Satee/Satay (1904, 1920); Oyster Crackers (1857)

Bapopik at AOL.COM Bapopik at AOL.COM
Mon Dec 16 03:00:52 UTC 2002


   OED has 1934 for "satay."  This is one of the national dishes of the East Indies, but I didn't see it in early explorers' journals.

by Raden Adjeng Kartini
translated from the original Dutch by
Agnes Louise Symmers
New York: Alfred A. Knopf

Pg. 242:  And it was not the despised "nonas"* who did this, but white people of unmixed blood; educated, and brought up with every advantage.
*A half-breed, child of a native mother and European father.

Pg. 306 (August 10, 1904 letter):  Every time a goat or a sheep is butchered a tax of twenty cents is paid.  A Satee*-merchant who butchers two every day, must pay this tax, which amounts to one hundred and forty-four florins in the course of a year.
*Satee is a dish composed of meat strung on a stick and roasted.

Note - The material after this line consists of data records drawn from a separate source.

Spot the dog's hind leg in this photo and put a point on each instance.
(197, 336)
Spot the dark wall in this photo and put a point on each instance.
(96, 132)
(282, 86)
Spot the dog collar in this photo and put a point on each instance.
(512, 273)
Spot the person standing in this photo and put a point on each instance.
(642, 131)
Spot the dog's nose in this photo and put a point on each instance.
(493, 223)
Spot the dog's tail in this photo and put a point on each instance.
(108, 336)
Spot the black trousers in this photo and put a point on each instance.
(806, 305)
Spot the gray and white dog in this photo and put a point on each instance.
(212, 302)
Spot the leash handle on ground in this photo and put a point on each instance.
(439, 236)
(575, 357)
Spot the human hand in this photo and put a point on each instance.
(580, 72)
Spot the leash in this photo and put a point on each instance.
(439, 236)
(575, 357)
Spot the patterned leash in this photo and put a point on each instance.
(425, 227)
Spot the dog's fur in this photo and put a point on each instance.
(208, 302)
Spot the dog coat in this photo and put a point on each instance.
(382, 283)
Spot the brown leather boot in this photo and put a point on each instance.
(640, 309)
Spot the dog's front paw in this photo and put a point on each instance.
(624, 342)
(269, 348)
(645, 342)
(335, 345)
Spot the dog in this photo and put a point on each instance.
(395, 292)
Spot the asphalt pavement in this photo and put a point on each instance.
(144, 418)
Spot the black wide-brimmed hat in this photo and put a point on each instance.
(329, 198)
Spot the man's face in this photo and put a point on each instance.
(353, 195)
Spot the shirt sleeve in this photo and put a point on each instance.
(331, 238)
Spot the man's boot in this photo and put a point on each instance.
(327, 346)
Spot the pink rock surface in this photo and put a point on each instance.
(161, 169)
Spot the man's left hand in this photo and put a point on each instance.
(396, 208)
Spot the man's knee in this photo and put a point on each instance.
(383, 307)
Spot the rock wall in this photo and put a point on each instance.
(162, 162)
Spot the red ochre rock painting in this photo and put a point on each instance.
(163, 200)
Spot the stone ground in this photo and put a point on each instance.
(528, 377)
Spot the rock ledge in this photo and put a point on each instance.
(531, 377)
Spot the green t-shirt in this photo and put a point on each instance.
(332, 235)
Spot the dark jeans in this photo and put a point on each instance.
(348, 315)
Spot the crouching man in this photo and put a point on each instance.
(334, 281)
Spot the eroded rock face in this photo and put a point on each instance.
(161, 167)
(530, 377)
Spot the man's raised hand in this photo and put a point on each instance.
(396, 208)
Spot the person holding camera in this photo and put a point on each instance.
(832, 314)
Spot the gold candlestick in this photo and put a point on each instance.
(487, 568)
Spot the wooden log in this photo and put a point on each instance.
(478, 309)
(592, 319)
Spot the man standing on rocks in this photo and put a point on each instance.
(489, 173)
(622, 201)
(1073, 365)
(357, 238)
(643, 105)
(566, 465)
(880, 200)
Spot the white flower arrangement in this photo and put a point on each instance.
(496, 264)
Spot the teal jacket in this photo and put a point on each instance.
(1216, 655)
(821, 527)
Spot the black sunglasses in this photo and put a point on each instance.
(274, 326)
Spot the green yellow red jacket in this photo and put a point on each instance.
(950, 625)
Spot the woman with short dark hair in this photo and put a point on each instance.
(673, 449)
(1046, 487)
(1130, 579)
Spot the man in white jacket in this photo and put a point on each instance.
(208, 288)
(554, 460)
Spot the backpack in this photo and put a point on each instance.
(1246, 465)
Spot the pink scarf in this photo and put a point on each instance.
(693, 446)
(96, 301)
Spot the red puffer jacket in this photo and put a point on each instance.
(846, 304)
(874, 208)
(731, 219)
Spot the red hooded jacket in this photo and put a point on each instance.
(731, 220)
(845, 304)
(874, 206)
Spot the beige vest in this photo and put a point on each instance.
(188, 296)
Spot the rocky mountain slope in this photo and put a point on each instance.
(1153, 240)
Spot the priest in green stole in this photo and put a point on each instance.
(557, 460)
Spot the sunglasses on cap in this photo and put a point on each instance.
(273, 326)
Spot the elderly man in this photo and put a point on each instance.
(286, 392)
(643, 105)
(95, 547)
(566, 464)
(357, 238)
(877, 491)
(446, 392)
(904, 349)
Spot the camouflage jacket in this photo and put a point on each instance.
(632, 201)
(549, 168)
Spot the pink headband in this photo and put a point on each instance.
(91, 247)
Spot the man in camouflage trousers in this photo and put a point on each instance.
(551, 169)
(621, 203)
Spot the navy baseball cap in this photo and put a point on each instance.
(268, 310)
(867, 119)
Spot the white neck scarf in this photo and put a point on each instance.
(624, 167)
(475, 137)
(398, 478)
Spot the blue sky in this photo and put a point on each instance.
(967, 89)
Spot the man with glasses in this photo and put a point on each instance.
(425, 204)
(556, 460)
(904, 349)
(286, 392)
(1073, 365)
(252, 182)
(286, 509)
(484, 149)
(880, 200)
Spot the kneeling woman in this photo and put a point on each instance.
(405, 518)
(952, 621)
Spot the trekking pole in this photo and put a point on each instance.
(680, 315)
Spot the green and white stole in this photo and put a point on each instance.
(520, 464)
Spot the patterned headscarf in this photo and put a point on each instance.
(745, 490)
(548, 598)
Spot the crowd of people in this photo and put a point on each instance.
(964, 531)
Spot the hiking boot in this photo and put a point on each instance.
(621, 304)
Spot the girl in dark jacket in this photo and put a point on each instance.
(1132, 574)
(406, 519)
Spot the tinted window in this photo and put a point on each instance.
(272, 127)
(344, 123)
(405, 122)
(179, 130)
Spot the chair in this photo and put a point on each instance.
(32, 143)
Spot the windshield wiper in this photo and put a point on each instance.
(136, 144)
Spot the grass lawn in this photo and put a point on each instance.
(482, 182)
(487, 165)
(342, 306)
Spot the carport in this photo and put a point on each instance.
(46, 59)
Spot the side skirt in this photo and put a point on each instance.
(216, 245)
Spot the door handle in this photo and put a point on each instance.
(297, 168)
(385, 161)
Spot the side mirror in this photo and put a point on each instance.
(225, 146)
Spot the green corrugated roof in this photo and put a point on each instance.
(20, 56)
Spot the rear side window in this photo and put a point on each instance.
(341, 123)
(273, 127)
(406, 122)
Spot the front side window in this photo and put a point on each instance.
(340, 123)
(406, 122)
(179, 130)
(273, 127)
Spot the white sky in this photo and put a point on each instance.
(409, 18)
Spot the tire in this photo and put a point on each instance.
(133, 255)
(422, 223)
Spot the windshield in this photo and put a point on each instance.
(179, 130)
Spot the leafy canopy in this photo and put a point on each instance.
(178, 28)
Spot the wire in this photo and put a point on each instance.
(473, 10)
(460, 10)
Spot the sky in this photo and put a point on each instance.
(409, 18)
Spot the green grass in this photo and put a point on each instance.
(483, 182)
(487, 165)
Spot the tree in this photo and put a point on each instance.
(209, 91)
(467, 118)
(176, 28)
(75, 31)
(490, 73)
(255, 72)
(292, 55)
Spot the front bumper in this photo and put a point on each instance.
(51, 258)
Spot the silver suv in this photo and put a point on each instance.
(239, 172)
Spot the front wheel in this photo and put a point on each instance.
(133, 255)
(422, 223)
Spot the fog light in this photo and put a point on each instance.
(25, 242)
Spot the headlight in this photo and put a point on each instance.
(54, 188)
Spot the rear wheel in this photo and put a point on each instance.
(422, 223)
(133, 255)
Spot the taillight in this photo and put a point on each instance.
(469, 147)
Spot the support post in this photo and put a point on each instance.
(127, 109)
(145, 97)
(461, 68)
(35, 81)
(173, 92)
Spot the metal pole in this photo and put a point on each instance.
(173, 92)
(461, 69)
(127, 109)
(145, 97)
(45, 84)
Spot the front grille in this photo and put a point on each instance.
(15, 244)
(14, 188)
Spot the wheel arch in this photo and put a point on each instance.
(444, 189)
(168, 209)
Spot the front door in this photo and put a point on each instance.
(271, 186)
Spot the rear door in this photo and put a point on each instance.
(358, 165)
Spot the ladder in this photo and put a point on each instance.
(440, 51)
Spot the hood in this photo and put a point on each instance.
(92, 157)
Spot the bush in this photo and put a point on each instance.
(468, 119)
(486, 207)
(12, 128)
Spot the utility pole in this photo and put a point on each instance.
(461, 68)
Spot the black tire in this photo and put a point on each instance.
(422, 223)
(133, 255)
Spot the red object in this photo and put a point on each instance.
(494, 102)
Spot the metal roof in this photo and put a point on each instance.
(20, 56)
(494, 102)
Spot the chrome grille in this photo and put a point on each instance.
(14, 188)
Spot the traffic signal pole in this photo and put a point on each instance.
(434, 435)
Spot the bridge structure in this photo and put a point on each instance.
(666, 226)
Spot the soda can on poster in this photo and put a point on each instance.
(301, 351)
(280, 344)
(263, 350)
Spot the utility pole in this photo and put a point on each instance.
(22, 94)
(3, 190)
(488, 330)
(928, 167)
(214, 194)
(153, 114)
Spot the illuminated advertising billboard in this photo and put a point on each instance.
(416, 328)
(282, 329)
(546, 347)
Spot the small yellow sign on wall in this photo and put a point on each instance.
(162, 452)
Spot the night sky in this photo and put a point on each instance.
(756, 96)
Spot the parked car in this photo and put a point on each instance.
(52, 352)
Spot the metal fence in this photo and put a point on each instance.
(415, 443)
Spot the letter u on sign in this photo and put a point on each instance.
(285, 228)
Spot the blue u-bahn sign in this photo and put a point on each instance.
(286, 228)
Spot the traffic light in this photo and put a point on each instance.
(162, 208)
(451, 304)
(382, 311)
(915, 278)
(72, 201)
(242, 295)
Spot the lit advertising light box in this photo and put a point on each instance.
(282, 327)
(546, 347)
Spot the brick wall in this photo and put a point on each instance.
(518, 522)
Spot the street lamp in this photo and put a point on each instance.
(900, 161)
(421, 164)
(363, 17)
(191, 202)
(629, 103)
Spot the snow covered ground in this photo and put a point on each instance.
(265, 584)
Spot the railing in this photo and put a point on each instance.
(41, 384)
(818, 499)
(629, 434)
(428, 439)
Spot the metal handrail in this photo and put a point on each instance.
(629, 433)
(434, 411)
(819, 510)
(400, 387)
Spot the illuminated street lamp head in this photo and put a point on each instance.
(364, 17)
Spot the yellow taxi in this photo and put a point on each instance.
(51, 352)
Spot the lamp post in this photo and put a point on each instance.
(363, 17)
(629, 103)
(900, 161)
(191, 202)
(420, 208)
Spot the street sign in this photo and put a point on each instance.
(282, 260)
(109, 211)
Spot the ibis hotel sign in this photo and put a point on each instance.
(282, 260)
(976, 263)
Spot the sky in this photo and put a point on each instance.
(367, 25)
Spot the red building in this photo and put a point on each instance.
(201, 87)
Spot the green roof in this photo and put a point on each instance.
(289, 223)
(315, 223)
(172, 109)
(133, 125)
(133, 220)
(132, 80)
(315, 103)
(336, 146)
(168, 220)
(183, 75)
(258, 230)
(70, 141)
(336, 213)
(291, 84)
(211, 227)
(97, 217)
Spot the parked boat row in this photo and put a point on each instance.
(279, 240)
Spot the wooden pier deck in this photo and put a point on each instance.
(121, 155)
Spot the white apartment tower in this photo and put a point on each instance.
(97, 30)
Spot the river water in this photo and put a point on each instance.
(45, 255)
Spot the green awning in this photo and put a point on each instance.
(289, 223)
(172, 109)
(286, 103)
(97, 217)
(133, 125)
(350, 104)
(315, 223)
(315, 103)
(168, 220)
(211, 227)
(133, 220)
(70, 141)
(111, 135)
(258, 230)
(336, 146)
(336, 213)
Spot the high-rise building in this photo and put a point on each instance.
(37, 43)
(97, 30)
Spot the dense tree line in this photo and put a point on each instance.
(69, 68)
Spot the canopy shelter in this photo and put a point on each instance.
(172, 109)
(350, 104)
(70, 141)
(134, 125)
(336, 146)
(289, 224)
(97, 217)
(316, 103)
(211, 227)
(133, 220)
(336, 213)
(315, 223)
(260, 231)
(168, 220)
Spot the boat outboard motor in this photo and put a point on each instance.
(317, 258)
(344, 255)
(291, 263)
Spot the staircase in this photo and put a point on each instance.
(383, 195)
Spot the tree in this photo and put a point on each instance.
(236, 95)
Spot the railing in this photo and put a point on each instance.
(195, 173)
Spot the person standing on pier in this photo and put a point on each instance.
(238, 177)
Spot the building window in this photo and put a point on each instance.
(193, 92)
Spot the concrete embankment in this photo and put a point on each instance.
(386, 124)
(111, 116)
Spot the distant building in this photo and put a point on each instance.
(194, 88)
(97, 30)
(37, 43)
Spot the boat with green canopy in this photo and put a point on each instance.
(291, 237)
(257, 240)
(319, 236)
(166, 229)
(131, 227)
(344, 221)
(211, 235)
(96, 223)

   OED has 1873 for "oyster crackers."

   FRESH LEAVES by Fanny Fern, (New York: Mason brother, 1857), MOA-Michigan Books database, pg. 72:
   ...a basket of oyster crackers...

   21 December 1858, NEW YORK TIMES, pg. 5 ad:
   Buy Bond's Celebrated Boston and Oyster Crackers for the Holidays.

(This ad possibly appeared earlier in the American Periodical Series.  I'll check that again when I buy another Columbia library pass next year--ed.)